Participó como actor en más de ochenta películas. Lo intentó veces y veces, desde sus inicios artísticos, cuando vivía con su padres, dueños de un restaurante en Paris que, al trasluz de los testigos, tenía un aire Modiano en El bistró de la juventud perdida. Aznavour perteneció a un linaje de cómicos y cantantes callejeros. Cantó con Liza Minelli en el Palais des Congrès de Paris de 1991, justo el día que Alain Resnais rescató el momento para la banda sonora de su penúltima película Vous n’avez encore rien vu (2012). Supo ser actor, o lo fue desde el primer día. El público teatral francés aplaudió a rabiar La cage aux folles ( La jaula de las locas) con un Aznavour soberbio en el intrincado tema de la bisexualidad y el travestismo. Perteneció a la generación de impronta rancia llamada Salut le copains, en la que inventó esencias estéticas de dudoso gusto, junto a Johnny Hallyday . En el cine de acción nos acostumbramos a verlo de secundario y, sin embargo, sus cameos en la pantalla se parecieron más a los inesperados planos de Hitchcok, que a los de cualquier aspirante. Digamos que Aznavour hizo cientos de pruebas, pero más por afición y amistad con los directores que por necesidad.

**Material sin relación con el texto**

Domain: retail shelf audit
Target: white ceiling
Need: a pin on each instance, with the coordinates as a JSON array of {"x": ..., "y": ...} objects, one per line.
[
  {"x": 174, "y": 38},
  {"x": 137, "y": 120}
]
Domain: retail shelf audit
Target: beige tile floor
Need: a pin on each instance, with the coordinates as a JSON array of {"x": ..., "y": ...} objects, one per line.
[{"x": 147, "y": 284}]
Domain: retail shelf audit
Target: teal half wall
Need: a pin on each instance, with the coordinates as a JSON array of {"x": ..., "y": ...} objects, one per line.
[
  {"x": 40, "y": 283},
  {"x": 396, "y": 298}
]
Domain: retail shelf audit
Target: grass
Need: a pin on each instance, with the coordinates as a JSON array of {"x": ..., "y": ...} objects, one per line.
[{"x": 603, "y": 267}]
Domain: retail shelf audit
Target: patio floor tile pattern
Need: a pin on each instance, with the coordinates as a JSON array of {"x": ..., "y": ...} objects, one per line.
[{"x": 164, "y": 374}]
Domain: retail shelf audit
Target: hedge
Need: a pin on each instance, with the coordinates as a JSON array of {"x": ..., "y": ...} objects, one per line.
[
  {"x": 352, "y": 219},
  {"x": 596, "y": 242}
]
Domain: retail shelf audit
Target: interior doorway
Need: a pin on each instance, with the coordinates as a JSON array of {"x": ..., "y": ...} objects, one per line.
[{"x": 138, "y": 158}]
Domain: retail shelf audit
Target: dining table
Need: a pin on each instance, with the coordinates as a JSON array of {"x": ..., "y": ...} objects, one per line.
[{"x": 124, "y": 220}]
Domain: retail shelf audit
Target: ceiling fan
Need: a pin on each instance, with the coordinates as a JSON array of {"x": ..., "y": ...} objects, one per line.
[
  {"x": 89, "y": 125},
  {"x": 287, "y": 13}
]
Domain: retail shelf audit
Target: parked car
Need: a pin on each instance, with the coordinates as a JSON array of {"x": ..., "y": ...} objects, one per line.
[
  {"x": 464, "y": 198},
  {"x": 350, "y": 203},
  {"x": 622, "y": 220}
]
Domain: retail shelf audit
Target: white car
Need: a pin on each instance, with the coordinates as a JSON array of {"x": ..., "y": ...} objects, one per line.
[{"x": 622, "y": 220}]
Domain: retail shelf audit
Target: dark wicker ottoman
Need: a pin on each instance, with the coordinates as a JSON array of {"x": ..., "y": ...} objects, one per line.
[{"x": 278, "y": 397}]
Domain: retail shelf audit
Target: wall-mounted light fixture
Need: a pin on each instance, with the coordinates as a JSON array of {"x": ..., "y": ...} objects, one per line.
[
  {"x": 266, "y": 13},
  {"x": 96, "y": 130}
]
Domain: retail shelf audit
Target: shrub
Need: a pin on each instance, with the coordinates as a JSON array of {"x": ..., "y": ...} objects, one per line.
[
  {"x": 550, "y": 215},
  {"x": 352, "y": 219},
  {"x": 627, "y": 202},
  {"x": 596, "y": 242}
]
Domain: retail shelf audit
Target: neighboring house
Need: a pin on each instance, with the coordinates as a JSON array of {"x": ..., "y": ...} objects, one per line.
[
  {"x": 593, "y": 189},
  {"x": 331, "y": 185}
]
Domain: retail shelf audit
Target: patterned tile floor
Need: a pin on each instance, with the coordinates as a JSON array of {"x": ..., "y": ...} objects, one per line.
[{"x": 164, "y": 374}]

Aunque saliera a hombros, Aznavour nunca conquistó el Olimpia de Paris, como Brassens, Raimón o Wolf Bierman, pero la educación sentimental está hacha de ráfagas multicolores. Y en las últimas horas, el mundo de la cultura en el sentido amplio, descontados los del morro retorcido, comparte las lágrimas de del músico y jugador de pocker de origen judío, Patrick Bruel, “Qué tristeza estar sin ti…”, secundado por la ministra del ramo, Françoise Nyssen: “Aznavour cantó el amor, el tiempo que pasa.. ”. Y con la veterana Brigitte Bardot, antigua novia de Gilbert Bécaud; ( el copain de Et maintenent, aquella canción mantra) cerrando el penúltimo círculo íntimo: “Aznavour ha sido Francia”.